We are a long way from Plato’s cave and we are indeed in a state of ‘hallucination’. How do we make it known today that there are very few images of the bloody repression in Tibet? And how do we combat the iconic convention of the few we do receive, which repeat the stereotypes of demonstrations, flags being burned, and devastated, deserted streets that could have been taken somewhere else and at some other time? Photography once served to denounce, to raise awareness, sometimes to mobilize. But today?

I can only agree with two points of view expressed here.
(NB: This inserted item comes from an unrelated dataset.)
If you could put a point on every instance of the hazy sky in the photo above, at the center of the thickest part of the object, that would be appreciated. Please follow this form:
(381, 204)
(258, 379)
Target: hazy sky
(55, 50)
With that which says that any contemporary image is constructed by reference to pre-existing images (which is why we re-cognize them), which confirms my conviction that images have become a constituent element of our society. And, as I’ve been saying for years, with the fact that the shortcomings of our education system have produced a society of illiterates who can only take in the visuals that manipulate them.

I don’t have any solution with regard to alternative images and their dissemination or impact, but I’m convinced that the base, the real issue, is a choice of a political nature: namely, the choice of teaching children from an early age the alphabet of images, in the same way that they’re taught the alphabet of letters and words.